Economical roots of all these crisis are clear. Capitalism, with its “divide and conquer“ tactics, needs to make us, workers of the world, fight among us over irrelevant and nonexistent issues like race, sex, nationality, etc. It seeks to divide our forces and turn us against each other instead against our real enemies — State and Capitalism. But what governments and employers want is not necessarily what they get. While capitalism creates the basis for division, it also creates the conditions for workers' direct actions and solidarity.

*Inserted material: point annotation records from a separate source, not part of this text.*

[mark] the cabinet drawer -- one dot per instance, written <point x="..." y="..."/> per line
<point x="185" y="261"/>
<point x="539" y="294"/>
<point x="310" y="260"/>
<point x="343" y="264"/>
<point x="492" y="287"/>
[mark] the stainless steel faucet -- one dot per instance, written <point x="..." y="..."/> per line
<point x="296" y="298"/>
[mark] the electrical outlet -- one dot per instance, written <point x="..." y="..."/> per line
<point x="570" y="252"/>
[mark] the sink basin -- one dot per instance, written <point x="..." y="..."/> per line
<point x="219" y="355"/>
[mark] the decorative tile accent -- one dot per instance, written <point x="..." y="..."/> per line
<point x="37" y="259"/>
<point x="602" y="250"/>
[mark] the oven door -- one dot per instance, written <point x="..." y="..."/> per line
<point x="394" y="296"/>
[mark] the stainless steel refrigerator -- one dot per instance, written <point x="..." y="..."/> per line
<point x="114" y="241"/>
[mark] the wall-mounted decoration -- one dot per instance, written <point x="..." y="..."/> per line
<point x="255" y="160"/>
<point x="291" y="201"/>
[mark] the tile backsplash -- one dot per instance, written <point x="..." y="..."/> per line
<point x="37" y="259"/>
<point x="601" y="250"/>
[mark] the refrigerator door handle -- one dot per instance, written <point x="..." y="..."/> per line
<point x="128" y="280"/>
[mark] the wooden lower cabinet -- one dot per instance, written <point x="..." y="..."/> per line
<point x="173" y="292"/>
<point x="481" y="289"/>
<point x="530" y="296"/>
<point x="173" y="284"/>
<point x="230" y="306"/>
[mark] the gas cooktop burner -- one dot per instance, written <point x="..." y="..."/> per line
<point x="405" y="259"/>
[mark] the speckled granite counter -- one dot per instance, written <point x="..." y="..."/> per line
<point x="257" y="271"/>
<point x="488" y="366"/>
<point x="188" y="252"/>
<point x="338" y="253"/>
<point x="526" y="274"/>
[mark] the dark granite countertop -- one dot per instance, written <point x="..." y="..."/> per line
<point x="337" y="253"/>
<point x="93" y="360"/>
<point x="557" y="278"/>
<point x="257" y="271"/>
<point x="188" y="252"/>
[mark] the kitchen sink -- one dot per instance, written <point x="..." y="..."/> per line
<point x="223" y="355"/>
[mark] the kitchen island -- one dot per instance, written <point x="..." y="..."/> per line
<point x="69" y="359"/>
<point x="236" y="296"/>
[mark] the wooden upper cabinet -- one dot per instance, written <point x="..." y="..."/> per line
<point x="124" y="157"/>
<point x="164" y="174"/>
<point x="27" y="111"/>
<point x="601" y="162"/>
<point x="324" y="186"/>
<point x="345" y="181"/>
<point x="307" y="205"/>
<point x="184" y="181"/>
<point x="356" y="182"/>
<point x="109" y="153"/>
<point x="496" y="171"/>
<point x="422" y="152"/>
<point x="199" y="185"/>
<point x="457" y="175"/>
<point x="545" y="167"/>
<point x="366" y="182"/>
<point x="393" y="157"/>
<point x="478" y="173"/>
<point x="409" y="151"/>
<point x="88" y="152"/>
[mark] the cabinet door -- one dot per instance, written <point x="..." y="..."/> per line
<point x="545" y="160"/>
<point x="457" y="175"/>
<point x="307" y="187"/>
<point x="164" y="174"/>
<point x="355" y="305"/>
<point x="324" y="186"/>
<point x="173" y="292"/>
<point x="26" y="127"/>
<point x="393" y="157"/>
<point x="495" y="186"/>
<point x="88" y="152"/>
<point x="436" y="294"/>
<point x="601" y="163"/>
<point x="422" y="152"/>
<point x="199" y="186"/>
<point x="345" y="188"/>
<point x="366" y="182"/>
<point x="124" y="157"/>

As we struggle on in the industrial field, a new front is opening in Europe, a front in the battle for knowledge and education. Since the start of higher education reforms in Europe under the banner of the Bologna accords, which seek to commercialize higher education and universities in Europe and bring them in line with the demands of the “free market”, we are witnesses of more and more radical student strikes throughout Europe, from Germany and France, to Greece and Serbia.
All over the world workers are becoming aware of the need for radical confrontation and direct action against State and Capitalism. From Balkans to Central and South-East Asia to Latin America, workers are becoming assured that anarcho-syndicalism is the only sure and realistic way to fight these two plagues that have bothered humanity for too long now.
Unfortuantely, in Latin America, in spite of all the great workers' victories there, we must beware of a resurrection of an old ideological and economical vampire — state-socialism, this time in the form of fanatical catholic, nationalist Bolshevism. One of its main proponents, a famous Venezuelan radio and talk-show comedian known by his stage-name, “president Chaves”, is starting to engineer a Cuba-like, only with added religious fervor, police state in Venezuela. Personality cult build-up is in progress, and it is announced that children will have a new subject in schools — “chavesism”, no doubt devoted to such crucial topics as making lame jokes on Bush's account, being Castro's “bestest” buddy and simmilar.
This goes to show that no welfare for the working class can be obtained, in the long run, within the state-capitalism framework. Also, we can truly gain nothing, no freedom, if we rely on our self-appointed masters to provide for us and to “show us the way”. We, ourselves, through uncompromising solidarity and direct action must make our way to freedom and the true beginning of human history and progress.
In order to win this battle we must make our struggle global. This First of May, IWA and its Sections will, once again, put its forces in the fight against precarious work, and in that way contribute to the global fight for freedom. A strong emphasize must be put on the development of anarcho-syndicalism in the Third World, in places far away from the media attention, where working people are experiencing, as we speak, the worst atrocities ever committed in the name of State, Authority and Capitalism. There are many signals that workers in Indonesia, Pakistan and the rest of Asia are showing the will to take the route of revolutionary syndicalism, and the IWA is strongly looking forward to the world in which there will be no safe place for capitalist and authoritarian exploitation of the working class. A world strongly headed towards freedom which can only be in a society without statist and capitalist oppression, in a society of libertarian communism — anarchy.
For Freedom and Equality: Direct Action and Solidarity!
Long live the IWA and Anarcho-syndicalism!